“When we think about health, we usually think about physical health,” said Farah Herrawi, a second-year Mental Health Counseling and Behavioral Medicine student. “There’s such a big need for people to be in the mental health profession, and that’s the thing that people tend to forget.”
Farah is dedicated to advocating for people with mental health illnesses, and works primarily with immigrants and refugees. She said a major reason she decided to work with this population is that her own family immigrated to the U.S.
“I have come to understand some of the challenges that this population faces when it comes to getting adequate and culturally sensitive health care services, especially mental health care.”
As a fellow of the National Board for Certified Counselors (NBCC) Minority Fellowship Program (MFP), Farah completed a workshop in Atlanta, Georgia, and will be heading to Greensboro, North Carolina and Washington D.C. over the next year to continue her education and training.
In addition to the fellowship, Farah also completed a practicum at Boston Medical Center on the Psychiatric Consultation and Liaison service.
“This was a wonderful experience, one that I could only have gotten because I am attending BU, which gives students in my program these great opportunities to work in integrated health care teams.”

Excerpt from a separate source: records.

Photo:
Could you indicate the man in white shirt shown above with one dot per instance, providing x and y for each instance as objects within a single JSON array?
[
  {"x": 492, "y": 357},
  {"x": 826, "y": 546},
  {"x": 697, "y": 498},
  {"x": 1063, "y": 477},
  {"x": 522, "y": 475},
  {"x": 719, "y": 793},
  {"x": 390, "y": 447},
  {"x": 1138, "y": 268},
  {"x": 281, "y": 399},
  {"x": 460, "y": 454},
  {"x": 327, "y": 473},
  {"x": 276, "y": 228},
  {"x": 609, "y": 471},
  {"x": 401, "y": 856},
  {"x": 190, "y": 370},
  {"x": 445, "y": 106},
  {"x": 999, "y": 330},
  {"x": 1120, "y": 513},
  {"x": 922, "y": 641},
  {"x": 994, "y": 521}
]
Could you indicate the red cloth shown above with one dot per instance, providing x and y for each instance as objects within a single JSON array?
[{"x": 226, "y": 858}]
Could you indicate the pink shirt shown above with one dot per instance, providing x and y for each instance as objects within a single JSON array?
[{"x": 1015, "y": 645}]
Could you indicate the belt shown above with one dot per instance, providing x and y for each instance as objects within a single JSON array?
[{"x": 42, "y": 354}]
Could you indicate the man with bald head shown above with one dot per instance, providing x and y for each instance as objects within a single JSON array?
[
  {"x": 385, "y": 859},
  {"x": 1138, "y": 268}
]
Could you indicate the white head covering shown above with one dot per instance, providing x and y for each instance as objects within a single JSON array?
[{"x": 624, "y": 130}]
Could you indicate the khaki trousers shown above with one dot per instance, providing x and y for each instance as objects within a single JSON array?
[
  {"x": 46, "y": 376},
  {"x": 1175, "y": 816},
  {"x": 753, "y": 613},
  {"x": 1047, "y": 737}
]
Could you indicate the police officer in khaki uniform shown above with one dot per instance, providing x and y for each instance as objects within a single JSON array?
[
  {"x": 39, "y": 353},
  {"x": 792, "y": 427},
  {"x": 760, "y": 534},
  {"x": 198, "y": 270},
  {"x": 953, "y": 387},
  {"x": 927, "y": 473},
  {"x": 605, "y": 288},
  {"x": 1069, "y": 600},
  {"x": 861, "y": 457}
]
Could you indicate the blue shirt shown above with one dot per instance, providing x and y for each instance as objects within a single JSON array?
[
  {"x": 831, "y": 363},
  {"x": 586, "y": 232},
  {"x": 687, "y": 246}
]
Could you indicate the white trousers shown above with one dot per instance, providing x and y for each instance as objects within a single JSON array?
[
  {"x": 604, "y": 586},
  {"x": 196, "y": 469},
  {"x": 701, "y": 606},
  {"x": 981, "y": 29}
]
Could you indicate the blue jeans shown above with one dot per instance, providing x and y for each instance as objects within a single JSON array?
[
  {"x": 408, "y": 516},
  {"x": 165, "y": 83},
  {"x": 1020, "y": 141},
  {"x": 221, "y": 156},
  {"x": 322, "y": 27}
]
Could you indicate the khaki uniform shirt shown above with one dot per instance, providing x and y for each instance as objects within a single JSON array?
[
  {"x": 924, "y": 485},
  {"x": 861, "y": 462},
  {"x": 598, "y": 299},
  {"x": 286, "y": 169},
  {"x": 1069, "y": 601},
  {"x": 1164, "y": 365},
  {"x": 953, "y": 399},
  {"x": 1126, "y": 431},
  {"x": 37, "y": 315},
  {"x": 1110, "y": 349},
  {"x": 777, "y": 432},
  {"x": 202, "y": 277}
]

Outside of her studies and work, Farah likes to hike—although she says she did more hiking when she lived in Las Vegas.
Farah received her undergraduate degree in biology at the University of Nevada Reno, where she minored in Asian studies. While she says she has not adjusted well to the Boston weather, she is glad she came here for her graduate education.
“Boston has so many different populations you can work with, and in some cities it’s more restricted,” she said when discussing her decision to study at Boston University’s Graduate Medical Sciences. “In Boston you can work at the hospital, you can work with immigrants, you can work with whoever you want.”
Next year, Farah will complete a year-long internship at the Refugee & Immigrant Assistance Center in Roxbury.
Her dream job is to work for a major global platform like the United Nations or World Health Organization and advocate for those who struggle with mental health illnesses. Until then, she plans to further her education and apply to PhD programs in Counseling Psychology.